Access for disabled is much improved
Among other amenities, new stadium has 10 times as many wheelchair spaces.
By JEFFREY GETTLEMAN
[Times photo: Jim Damaske]
© St. Petersburg Times, published September 18, 1998
AMPA -- Though season ticket holders complain about bad seats and players gripe about one of the tiniest locker rooms in the NFL, one group is pleased about Raymond James Stadium: the disabled.

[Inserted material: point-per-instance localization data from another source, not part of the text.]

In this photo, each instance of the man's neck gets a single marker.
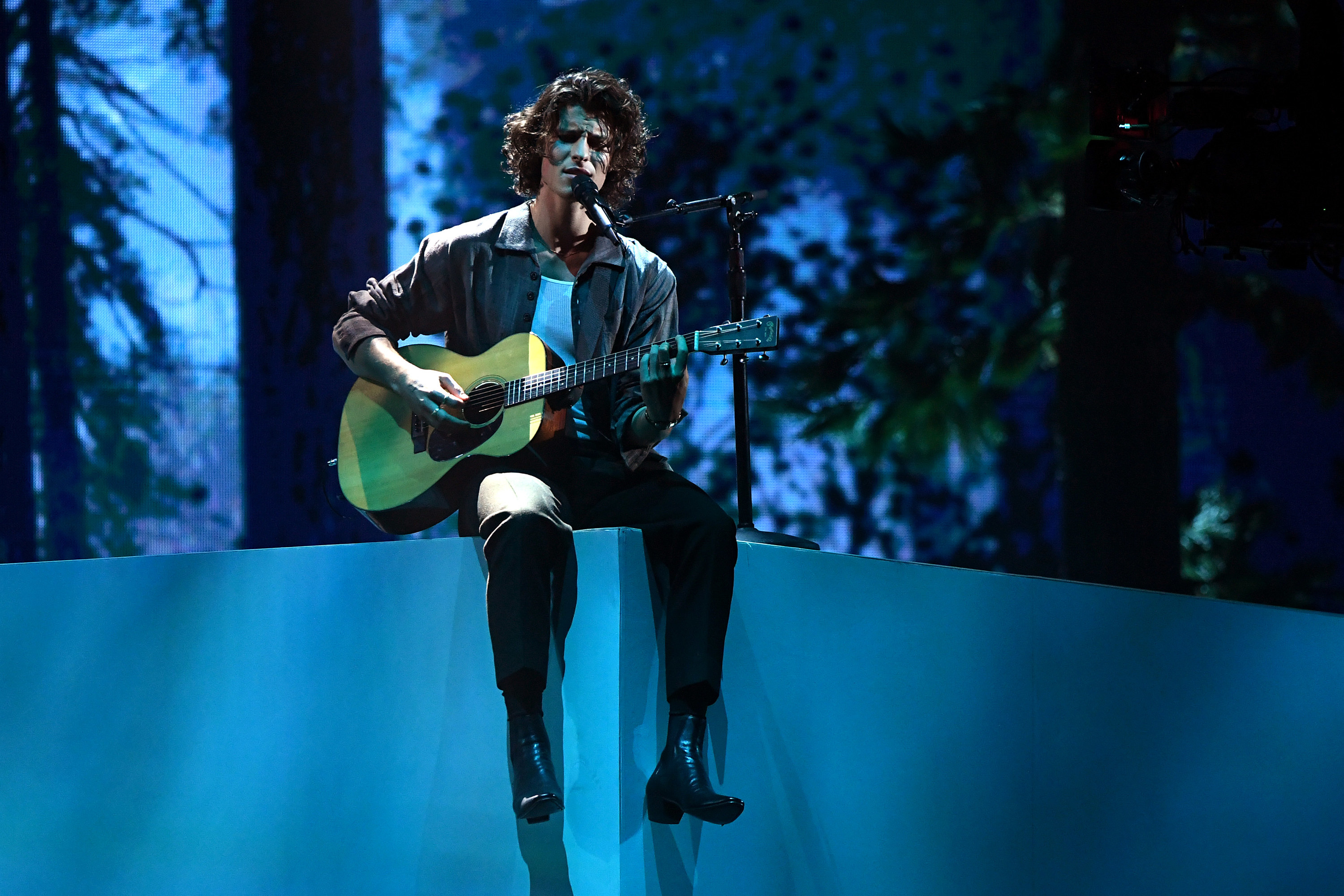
(562, 224)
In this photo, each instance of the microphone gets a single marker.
(585, 191)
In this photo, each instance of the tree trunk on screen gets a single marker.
(62, 453)
(310, 226)
(1119, 428)
(18, 509)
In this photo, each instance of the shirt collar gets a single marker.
(517, 236)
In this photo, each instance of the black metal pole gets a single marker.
(737, 312)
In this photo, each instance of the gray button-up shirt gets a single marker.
(478, 283)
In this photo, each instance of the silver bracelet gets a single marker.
(660, 428)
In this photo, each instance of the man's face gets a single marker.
(577, 148)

Raymond James has more than 10 times as many wheelchair spaces as Houlihan's Stadium, 712 in all. All the ticket windows and concession counters are low enough to be used by people in wheelchairs. The disabled seating areas have electrical outlets for recharging wheelchair batteries. And the stadium was designed so sightlines from the wheelchair seating are unobstructed. The enormous strides are the result of two years of collaboration between the Tampa Sports Authority and advocacy groups for the disabled.

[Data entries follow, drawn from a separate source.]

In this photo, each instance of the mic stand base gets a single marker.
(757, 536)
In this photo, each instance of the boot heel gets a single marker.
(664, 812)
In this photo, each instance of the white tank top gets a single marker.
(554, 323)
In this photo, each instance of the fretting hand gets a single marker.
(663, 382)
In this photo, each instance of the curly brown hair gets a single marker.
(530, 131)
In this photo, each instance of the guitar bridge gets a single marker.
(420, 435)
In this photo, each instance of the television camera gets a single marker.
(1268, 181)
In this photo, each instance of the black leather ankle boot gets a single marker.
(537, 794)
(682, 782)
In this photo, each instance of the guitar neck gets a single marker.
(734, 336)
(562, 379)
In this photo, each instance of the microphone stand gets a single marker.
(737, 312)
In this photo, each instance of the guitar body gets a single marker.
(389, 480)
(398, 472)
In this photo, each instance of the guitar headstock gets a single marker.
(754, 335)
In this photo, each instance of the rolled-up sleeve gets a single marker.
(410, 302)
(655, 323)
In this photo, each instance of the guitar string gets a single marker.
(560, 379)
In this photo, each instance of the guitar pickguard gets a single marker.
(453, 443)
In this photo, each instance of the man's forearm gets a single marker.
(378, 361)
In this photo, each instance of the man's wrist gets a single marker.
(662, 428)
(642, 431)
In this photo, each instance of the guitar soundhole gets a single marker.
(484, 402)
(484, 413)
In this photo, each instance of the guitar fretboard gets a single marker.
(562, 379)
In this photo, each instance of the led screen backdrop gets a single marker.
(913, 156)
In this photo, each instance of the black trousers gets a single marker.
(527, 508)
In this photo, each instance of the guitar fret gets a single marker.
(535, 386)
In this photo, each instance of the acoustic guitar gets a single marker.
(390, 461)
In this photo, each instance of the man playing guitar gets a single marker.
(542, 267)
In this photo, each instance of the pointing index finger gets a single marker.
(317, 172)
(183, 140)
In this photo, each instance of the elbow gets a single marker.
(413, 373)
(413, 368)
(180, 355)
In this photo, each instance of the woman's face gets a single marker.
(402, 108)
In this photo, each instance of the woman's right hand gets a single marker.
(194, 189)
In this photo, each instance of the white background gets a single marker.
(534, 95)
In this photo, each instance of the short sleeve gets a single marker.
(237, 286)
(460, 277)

(TSA officials) wanted to do the right things," said Chuck Porter, a wheelchair user who headed the task force on making the stadium accessible to the handicapped. "They got us involved early. They listened."
During the summer of 1996, before passage of the tax that financed the stadium, Porter began meeting with sports officials about making a new stadium more accessible. At Houlihan's, all 70 of the wheelchair spaces were in the end zone, with companion seats behind, and the stadium had only one accessible bathroom. As the new stadium materialized, Porter spent hours sifting through design plans, making suggestions and visiting the stadium as it was built. The architects responded to every concern, Porter said.
"We've been in lock step with the disabled groups every step of the way," TSA spokeswoman Barbara Casey said. "If they're happy, we're happy."